Personal information
- Born: 18 November 1952 (age 73) Schaan, Liechtenstein
- Height: 1.80 m (5 ft 11 in)

Skiing career
- Sport: Alpine skiing
- Club: Skiclub Schaan
- Retired: 1979
- Disciplines: Technical events
- World Cup debut: 1972

Olympics
- Teams: 2
- Medals: 1

World Championships
- Teams: 4
- Medals: 4

World Cup
- Seasons: 8
- Podiums: 1

Medal record
Men's alpine skiing
Representing Liechtenstein
World Cup race podiums
| Event | 1st | 2nd | 3rd |
| Slalom | 0 | 0 | 1 |
International competitions
| Event | 1st | 2nd | 3rd |
| Olympic Games | 0 | 0 | 1 |
| World Championships | 0 | 1 | 3 |
| Total | 0 | 1 | 4 |
Olympic Games
| Bronze medal – third place | 1976 Innsbruck | Slalom |
World Championships
| Silver medal – second place | 1976 Innsbruck | Combined |
| Bronze medal – third place | 1974 St. Moritz | Dohnhill |
| Bronze medal – third place | 1976 Innsbruck | Slalom |
| Bronze medal – third place | 1978 Garmisch | Giant slalom |

= Willi Frommelt =

Liechtenstein alpine skier

Willi Frommelt (born 18 November 1952) is a former Alpine skier from Liechtenstein who won a bronze medal in the slalom at the 1976 Olympics.

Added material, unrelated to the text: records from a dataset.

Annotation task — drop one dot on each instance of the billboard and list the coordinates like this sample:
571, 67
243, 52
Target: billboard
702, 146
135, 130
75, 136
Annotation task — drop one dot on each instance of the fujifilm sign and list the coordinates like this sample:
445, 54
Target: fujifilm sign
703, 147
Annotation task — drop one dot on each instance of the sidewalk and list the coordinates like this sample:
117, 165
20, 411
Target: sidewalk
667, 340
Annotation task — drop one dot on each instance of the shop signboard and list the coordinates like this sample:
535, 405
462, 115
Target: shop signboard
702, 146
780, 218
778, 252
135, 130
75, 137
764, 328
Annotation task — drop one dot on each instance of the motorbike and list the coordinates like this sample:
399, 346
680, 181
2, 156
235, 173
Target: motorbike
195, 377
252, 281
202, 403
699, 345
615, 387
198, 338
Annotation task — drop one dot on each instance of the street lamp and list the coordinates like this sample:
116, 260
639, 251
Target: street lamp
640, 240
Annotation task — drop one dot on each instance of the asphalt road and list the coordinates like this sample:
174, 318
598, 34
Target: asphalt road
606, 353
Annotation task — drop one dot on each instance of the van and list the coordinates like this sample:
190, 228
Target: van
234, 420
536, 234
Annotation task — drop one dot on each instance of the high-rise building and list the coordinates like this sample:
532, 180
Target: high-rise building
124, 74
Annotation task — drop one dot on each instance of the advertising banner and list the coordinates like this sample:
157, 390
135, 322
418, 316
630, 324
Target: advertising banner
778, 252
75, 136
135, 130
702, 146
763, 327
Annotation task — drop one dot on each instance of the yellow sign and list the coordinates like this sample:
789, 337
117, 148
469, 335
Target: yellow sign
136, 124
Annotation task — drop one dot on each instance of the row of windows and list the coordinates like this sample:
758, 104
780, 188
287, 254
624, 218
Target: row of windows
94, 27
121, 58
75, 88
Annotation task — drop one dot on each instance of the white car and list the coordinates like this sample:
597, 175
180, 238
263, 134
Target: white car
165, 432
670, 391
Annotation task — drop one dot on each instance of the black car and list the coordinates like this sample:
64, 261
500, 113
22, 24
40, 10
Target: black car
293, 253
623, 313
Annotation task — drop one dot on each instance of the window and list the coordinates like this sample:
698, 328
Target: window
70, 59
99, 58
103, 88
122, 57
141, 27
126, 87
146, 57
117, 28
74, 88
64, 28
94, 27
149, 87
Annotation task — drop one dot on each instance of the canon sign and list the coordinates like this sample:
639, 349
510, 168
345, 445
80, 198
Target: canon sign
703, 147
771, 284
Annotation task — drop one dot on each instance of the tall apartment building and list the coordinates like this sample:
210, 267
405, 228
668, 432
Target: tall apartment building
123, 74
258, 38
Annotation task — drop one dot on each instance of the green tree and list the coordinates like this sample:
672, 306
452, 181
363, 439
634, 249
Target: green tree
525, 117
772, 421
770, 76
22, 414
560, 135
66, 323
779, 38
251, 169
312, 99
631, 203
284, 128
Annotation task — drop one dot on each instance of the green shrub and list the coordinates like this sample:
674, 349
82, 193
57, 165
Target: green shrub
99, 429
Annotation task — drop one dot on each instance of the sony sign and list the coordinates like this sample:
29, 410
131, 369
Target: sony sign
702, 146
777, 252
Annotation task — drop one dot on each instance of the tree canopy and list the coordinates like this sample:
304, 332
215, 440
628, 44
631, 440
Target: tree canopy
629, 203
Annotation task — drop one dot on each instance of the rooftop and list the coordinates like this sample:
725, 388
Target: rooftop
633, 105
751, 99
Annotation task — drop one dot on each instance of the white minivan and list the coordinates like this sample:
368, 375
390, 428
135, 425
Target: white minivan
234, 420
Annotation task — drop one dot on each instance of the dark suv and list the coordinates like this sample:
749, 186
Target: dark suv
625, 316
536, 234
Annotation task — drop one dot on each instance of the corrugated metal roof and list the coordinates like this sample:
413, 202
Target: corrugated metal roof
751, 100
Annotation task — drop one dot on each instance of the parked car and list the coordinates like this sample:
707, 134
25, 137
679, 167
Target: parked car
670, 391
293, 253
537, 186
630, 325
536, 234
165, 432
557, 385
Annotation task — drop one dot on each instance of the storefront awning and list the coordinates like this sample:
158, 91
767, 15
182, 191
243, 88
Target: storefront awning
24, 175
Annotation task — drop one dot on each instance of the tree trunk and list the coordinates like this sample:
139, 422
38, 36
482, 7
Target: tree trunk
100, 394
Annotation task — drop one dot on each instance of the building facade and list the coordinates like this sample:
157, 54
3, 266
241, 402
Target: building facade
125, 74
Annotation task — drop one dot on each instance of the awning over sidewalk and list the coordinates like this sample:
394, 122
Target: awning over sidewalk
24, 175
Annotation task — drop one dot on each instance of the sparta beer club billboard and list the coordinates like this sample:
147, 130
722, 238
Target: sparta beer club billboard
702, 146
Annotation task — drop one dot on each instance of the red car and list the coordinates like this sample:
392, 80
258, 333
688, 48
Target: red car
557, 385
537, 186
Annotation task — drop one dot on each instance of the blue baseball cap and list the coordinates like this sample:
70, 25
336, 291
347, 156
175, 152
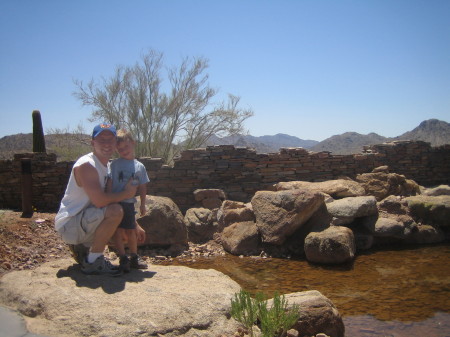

During his career, Frommelt had only one podium finish in the World Cup events but four at the Alpine Ski World Championships and in four different disciplines.

==Biography==
Frommelt is a son of Christof Frommelt, a cross-country skier and the Olympic flag bearer for Liechtenstein at the 1948 Games. At his first Olympics, in 1972, he competed in the downhill, slalom and giant slalom, but with little success. Two years later he won the first alpine skiing medal for Liechtenstein at world championships, a bronze in the downhill, and in 1978 he won another bronze, in the giant slalom. In 1976, he received a world championships silver for his combined results in the downhill, giant slalom and slalom at the 1976 Olympics – world championships were then combined with Olympics in the Olympic years, but the combined results did not count for the Olympics. He also became third in the slalom race (awarded with an Olympic bronze, and a bronze in the World Championships) - therefore he could gain four medals in four different disciplines. In the slalom (stated above) he was in lead after the first leg. - His capturing the bronze in the FIS Alpine Skiing World Championships 1974 was a great surprise, he did start with bib number 17.

After retiring from competitions Frommelt graduated in business management and worked as a financial planner for the National Bank of Liechtenstein. He was also active in politics with the centre-right Fortschrittliche Bürgerpartei and served a term as a municipal councillor.

His brother Paul won another Olympic bronze medal for Liechtenstein, in 1988. His other brother, Peter, was international table tennis competitor.